“Nothing other than a cell with the required epigenetic primordia is capable of receiving a human substantial form.”
Since publishing a joint statement signed by 35 ethicists and scientists, there has been some criticism of the position.1 As signatories of this statement we would like to respond to some of these criticisms. First, however, for those who may not have read the original statement or the critiques, we will briefly summarize them.

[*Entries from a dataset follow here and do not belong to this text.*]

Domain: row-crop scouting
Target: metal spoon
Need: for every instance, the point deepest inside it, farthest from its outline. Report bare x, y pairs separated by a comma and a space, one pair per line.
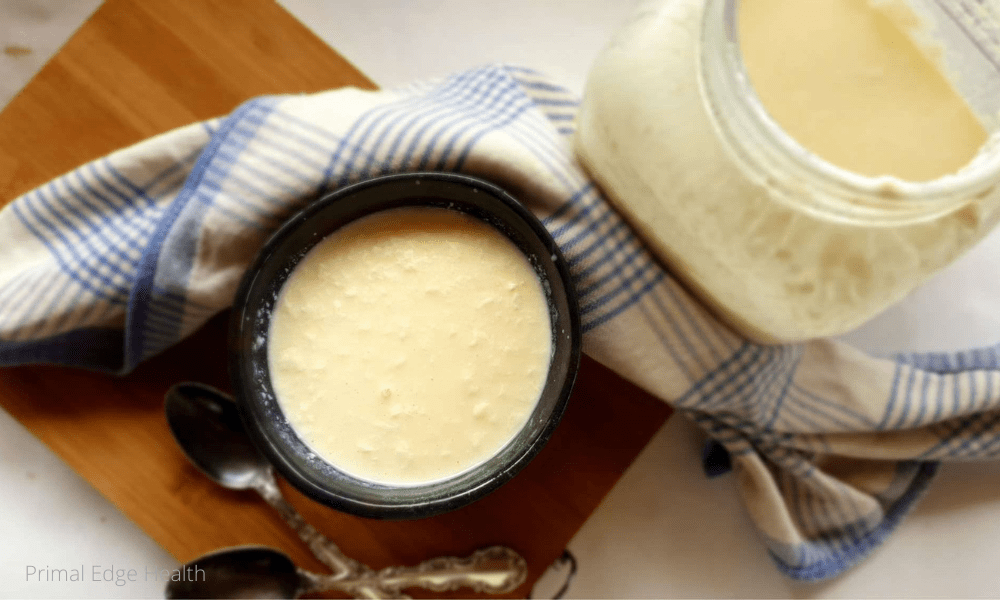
259, 572
207, 427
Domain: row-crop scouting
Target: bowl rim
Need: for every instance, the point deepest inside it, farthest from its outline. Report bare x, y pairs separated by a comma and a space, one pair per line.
325, 494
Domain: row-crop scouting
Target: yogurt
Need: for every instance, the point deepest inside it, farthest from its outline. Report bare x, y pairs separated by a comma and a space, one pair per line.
410, 345
799, 225
848, 81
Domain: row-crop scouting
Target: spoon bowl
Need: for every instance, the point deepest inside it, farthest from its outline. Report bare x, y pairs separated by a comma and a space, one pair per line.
208, 428
244, 572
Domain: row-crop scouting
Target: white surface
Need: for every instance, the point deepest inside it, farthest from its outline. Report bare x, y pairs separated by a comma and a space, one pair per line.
665, 530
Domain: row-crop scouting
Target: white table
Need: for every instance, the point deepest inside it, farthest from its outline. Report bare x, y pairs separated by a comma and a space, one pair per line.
665, 530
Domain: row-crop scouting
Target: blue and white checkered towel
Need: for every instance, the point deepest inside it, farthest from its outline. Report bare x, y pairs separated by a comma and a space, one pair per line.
117, 260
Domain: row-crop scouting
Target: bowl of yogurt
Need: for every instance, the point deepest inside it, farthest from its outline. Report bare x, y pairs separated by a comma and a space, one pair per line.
405, 345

Our original statement outlined a proposal for using a form of Altered Nuclear Transfer (ANT), in other words OAR, which we believe would allow the production of pluripotent stem cells without creating and destroying embryos. We must emphasize that this proposal is for initial research using only non-human animal cells. We stated that further research with human cells would only be allowed to proceed if it can be established beyond a reasonable doubt that no embryo is formed. Our initial analysis seemed to indicate that this was a distinct possibility.
To put it briefly, OAR is based upon our position that the nature of a cell is defined by its epigenetic state, in other words, which subset of the approximately 30,000 human genes are turned on or off and if turned on, at what level. The protein called “Nanog” is present in pluripotent embryonic stem cells, is not present in the oocyte (ovum) or zygote (single cell embryo), but is present in the inner cell mass (ICM) of the blastocyst (approximately a week-old embryo). Thus, this OAR proposal will evaluate whether it is possible to reprogram a somatic nucleus inserted into an enucleated oocyte, to immediately produce pluripotent stem cells by turning on the relevant gene in chromosome 7, and, thereby, bypassing the formation of an embryo.
There have been several criticisms leveled against this proposal. The first was published by Communio editor, David Schindler.2 A second critique was proffered by neurologists William Burke, M.D. and Patrick Pullicino, M.D. together with ethicist Fr. Edward Richard published in the web-based magazine Women for Faith and Family, on 15 August 2005 and entitled, “Is Oocyte Assisted Reprogramming (OAR) a Moral Procedure to Retrieve Embryonic Stem Cells?”3 A third is by Catholic journalist Vivian W. Dudro, published in the online magazine Ignatius Insight.4 Dudro’s article is essentially a popularization of the first two critiques. There is some overlap among these articles, especially the third with the first two. Here we have space only to briefly summarize some of the most salient criticisms.